Don’t stress about finding the perfect beginning. There is no such thing. Think back about the time you’ve spent together with the loved one being honoured. Talk to their close friends and relatives and try to see what recollections they have about them. During this process, you’ll notice that some common themes will emerge that can help you structure your narrative and tell your story with a cohesive beginning, middle and end.

2. Focus on the positives

As we go through life, there are both joyful and sorrowful moments. And it’s likely that you would have memories that encapsulate joy and sorrow about the time you’ve spent with the deceased. As much as possible, try not to dwell too much on the negative experiences. Emphasise the positive and uplifting memories as the highlights of your speech.

You can do this by sharing stories about the positive impact the person had on you and on the lives of loved ones. You can also share achievements they were most proud of and the generous contributions they have made in improving and supporting the lives of others around them.

3. Storytelling is key

As with any speech, it’s your ability to be a good and effective storyteller that can ensure your eulogy hits the right chords. Stories can form an important part of the healing process for all present. It’s good to choose from a wide selection of anecdotes and pick those that you feel describe the true essence and character of the person you’re honouring. Your stories can be a medium for others to reminisce about their own fond memories about the deceased and become an important part of sharing grief in a collective way.

What to include in a eulogy?

Important names, dates and their significance

Begin by introducing yourself and explaining how you’re connected or related to the loved one you’re honouring. This sounds simple, but you’ll be surprised how easy it is to overlook this basic step.

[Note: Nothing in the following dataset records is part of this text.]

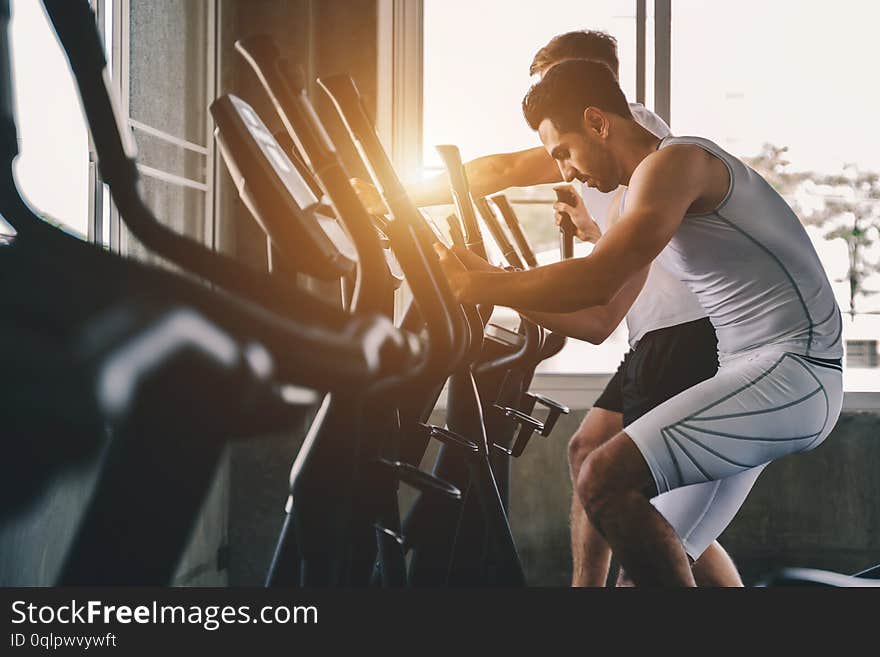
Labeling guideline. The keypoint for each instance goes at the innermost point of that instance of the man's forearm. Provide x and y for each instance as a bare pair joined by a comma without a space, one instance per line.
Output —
543,289
488,175
594,324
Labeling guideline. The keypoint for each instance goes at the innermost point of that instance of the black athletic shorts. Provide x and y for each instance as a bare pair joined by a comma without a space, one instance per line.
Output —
664,363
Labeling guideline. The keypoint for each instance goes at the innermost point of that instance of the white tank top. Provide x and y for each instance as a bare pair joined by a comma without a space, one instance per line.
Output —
664,301
753,268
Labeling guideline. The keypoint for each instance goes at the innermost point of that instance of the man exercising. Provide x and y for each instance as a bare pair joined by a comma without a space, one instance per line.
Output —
721,229
672,343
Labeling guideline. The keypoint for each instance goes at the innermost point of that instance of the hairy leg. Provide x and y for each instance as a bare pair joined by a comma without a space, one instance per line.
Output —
590,554
615,486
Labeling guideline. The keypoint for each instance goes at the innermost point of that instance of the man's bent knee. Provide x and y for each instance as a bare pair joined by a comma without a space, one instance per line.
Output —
610,474
597,429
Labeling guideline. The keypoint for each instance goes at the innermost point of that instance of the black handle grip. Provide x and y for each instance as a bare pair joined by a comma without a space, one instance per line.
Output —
567,230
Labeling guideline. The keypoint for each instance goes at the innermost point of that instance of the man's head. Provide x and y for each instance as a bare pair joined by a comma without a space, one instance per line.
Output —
583,44
575,108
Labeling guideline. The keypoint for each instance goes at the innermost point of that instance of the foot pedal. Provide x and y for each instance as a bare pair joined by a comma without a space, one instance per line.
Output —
555,410
451,438
527,428
420,480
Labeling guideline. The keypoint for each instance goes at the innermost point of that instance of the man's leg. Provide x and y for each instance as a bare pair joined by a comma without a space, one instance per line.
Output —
590,554
719,433
713,568
616,486
716,568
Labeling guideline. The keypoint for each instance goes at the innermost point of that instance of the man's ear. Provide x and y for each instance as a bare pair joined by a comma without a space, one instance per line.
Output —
595,121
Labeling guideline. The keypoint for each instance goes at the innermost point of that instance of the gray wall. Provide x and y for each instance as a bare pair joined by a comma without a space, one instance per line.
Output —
819,509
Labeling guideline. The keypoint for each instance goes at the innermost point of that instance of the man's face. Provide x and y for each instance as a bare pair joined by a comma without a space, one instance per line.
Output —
582,156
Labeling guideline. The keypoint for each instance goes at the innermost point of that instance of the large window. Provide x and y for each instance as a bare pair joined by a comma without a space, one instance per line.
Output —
170,85
790,86
53,166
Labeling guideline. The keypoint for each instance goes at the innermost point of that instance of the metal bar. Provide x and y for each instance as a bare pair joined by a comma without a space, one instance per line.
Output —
164,176
641,52
210,228
177,141
662,58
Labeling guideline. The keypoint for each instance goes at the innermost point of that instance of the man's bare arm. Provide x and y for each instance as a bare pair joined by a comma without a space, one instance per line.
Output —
595,324
661,190
486,175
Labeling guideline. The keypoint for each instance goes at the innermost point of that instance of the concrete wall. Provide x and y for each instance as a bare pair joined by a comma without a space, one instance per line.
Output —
819,509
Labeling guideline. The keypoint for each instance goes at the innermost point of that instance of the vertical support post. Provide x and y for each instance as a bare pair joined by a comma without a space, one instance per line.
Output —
662,58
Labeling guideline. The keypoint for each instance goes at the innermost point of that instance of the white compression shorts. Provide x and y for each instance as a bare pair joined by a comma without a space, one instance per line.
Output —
706,446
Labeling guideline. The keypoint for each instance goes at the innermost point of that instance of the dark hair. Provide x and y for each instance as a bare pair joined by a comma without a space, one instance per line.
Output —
568,89
583,44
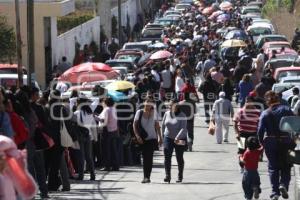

Go on to provide the full name, place and date of birth of your loved one. Then acknowledge the parents of the loved one with their names. You can also mention any other significant people in their life at this point such as their partners, children, siblings and other lifelong friends. Acknowledging all these people by name allows the tribute to be a collective and shared experience.

Work and education history

Mention the school your loved one went to and give some background about their favourite subjects. Were they interested in the arts or did they have a scientific leaning? Mention any further educational qualifications and any other notable awards they received.

You can also give a brief summary of their working life but remember to not make it sound like a CV. Include only those moments that your loved one was most proud of.

Interests and hobbies

Mention what your loved one was like outside their working life. What were their interests and hobbies? Did they like to be outdoors and travel or were they more of a bookworm? This will help give a more well-rounded perspective on their life.

Bring it all together

Now that you’ve got all the elements you need to tell your story, you need to bring it all together. It doesn’t have to be a speech without any visual aid or cues. You can support your anecdotes with a photo slideshow filled with relevant images that help visualise the story you are telling.

Prepare beforehand and keep it short

The one thing you should absolutely NOT do is turn up unprepared for your eulogy and start rambling. Always prepare and rehearse your speech beforehand and keep it succinct: three to five minutes is ideal. You can also print a copy of your eulogy and keep it on hand to make it easier if you feel overwhelmed.